A few years later, when I was making a private study of the career of Joseph Stalin, I came across descriptions of his seventieth birthday: the enormous portrait of him suspended over Moscow from a balloon, lit up at night by searchlights; the special meeting of the Soviet Academy of Sciences honouring ‘the greatest genius of the human race’… The festivities culminated in a gala at the Bolshoi Theatre where the leaders of all the world’s communist parties stood up one by one to make elaborately flattering speeches to Stalin, and lavish him with gifts. One can imagine his state of mind as he sat on the stage receiving these tributes – the absolute disbelief in the sincerity of a single word being uttered; the compulsive need to hear them none the less; the antennae bristlingly attuned to the slightest lapse in the effort to portray conviction…
It seems to me that at the age of thirteen, I had already developed the cynicism of a seventy-year-old dictator.
CHAPTER 3
One day I arrived home from school to find Otto remonstrating in a loud voice with my mother. I wandered into the kitchen, where the scene was taking place. Otto’s broad, open face was a burning red colour. My mother was at her iciest.
‘What I’m wondering is what kind of personal inadequacy this behaviour signifies. Perhaps it makes you feel more grownup to get drunk, is that it?’
‘But I didn’t do it!’
‘It’s a little pathetic, Otto, the thought of you sneaking in here to steal alcohol and then – what? – drinking it all alone under your blankets? Or is this what you do when you lock yourself in the bathroom?’

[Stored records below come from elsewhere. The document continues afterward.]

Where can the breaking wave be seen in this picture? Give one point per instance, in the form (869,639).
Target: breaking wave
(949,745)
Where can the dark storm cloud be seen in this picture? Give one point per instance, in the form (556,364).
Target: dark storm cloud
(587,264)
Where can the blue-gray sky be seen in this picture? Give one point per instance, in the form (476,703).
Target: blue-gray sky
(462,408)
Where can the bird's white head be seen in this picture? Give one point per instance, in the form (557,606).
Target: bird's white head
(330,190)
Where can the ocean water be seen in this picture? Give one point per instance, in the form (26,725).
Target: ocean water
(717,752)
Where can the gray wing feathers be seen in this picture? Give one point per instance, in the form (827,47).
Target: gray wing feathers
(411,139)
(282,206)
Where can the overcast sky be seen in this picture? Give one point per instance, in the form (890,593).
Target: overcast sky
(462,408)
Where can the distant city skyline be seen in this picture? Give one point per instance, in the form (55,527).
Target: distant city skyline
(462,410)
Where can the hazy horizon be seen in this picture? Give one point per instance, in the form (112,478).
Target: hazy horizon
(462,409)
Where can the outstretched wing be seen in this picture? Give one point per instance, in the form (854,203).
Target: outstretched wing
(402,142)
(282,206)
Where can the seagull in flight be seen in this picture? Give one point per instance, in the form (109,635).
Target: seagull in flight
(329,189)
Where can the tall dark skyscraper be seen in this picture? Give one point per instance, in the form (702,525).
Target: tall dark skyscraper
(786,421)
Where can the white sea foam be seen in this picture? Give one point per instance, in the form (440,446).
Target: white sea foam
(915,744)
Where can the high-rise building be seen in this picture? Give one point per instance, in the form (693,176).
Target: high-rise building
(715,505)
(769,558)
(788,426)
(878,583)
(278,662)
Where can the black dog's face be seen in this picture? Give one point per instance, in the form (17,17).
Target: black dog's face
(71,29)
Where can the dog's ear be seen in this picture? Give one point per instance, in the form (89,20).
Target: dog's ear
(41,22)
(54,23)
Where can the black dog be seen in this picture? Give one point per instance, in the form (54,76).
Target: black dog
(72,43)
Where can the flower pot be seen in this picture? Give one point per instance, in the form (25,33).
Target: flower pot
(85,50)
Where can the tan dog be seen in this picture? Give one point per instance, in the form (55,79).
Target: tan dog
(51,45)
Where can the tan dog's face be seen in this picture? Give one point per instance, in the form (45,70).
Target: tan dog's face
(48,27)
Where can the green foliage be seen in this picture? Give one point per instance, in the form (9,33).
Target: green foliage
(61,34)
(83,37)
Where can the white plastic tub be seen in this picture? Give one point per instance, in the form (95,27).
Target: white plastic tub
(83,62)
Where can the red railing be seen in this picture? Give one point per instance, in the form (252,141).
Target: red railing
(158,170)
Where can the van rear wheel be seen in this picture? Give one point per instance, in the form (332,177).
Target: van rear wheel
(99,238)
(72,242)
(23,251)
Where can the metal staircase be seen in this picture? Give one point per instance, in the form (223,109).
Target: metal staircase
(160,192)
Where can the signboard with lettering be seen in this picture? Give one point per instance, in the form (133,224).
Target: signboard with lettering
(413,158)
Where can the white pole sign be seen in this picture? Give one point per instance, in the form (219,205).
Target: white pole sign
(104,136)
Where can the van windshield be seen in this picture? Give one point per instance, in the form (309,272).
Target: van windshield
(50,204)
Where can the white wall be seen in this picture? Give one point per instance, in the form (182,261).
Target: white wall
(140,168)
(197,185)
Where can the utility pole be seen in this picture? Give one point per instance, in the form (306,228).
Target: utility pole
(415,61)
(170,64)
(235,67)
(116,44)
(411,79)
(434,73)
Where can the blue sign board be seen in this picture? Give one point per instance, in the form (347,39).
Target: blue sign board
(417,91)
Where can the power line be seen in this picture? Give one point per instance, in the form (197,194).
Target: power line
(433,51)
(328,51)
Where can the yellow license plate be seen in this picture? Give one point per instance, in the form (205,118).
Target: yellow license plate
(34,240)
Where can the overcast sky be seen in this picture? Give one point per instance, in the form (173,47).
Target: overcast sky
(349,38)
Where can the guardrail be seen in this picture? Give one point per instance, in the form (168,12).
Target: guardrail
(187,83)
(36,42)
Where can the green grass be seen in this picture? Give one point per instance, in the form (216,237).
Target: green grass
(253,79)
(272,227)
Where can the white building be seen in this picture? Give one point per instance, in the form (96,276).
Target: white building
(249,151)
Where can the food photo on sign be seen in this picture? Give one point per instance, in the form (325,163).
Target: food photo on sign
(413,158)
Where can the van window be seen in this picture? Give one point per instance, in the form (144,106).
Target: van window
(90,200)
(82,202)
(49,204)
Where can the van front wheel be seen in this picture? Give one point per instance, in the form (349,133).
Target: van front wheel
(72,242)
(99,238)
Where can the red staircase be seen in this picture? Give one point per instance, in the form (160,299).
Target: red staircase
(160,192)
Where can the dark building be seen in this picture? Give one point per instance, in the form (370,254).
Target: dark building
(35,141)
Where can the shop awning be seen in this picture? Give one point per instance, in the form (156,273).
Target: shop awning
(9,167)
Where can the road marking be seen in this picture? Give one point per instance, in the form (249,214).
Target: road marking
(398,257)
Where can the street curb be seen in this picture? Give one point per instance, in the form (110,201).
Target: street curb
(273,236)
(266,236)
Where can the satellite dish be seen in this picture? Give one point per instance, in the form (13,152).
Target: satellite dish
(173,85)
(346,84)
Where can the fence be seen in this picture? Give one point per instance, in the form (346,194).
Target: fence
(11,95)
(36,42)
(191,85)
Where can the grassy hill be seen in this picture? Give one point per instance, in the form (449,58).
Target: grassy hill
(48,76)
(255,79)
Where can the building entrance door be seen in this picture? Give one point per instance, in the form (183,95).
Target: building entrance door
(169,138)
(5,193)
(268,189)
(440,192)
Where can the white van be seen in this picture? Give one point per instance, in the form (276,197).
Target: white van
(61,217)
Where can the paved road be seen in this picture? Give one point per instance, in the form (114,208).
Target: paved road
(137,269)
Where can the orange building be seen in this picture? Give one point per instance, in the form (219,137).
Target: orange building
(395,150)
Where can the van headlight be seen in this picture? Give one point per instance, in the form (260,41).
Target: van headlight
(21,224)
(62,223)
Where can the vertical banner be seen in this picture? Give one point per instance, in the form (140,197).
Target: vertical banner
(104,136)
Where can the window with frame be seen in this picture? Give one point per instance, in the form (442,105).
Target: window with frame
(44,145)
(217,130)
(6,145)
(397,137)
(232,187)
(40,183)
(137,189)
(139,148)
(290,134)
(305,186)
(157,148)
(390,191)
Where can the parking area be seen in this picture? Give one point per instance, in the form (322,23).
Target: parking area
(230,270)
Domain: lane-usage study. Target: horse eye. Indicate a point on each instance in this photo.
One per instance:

Otto flushed a deeper red. Although he had successfully defied my mother over the matter of becoming an artist, he still hadn’t fully weaned himself of the need for her fundamental approval, which meant that he was still partly under her control. On her side, I think the threat of his independence of spirit made her more anxious than ever to test her power over him. She was constantly needling him at this time. Sometimes he would explode at her, as he had over the drawing classes, but more often he would simply come to a standstill, immobilised by a mixture of hurt, incomprehension and a need to be reinstated in her good opinion.
‘It’s also a bit unmanly. But perhaps you don’t wish to grow into a real man. Perhaps you find the career of a social parasite more appealing? Do you? I ask because I assume you realise that that’s where all this is leading…’ The ‘all’ here derived from the fact that he had made himself sick with alcohol on two or three other occasions since the evening of my ‘triumph’.
Otto’s voice had grown strained, constricted. He gritted his teeth. ‘I didn’t take the aquavit. Somebody else must have taken it.’
I leaned against the enamel sink, observing. This was my life unfolding here, but it appeared to be doing so through the medium of someone else, as though it had acquired an existence separate from me.
‘I see. You prefer to get someone else into trouble than face up to your own weakness. All right, let’s hear it. Who would you like to accuse of stealing the bottles?’
‘I don’t know.’ Otto glanced at me, then looked uncomfortably away. He shrugged.
‘Stefan could have taken them just as easily…’
I said nothing. It was clear to me that I didn’t need to object to this or deny it. My absolving was embedded in the logic of the scene, and required no contribution from me personally.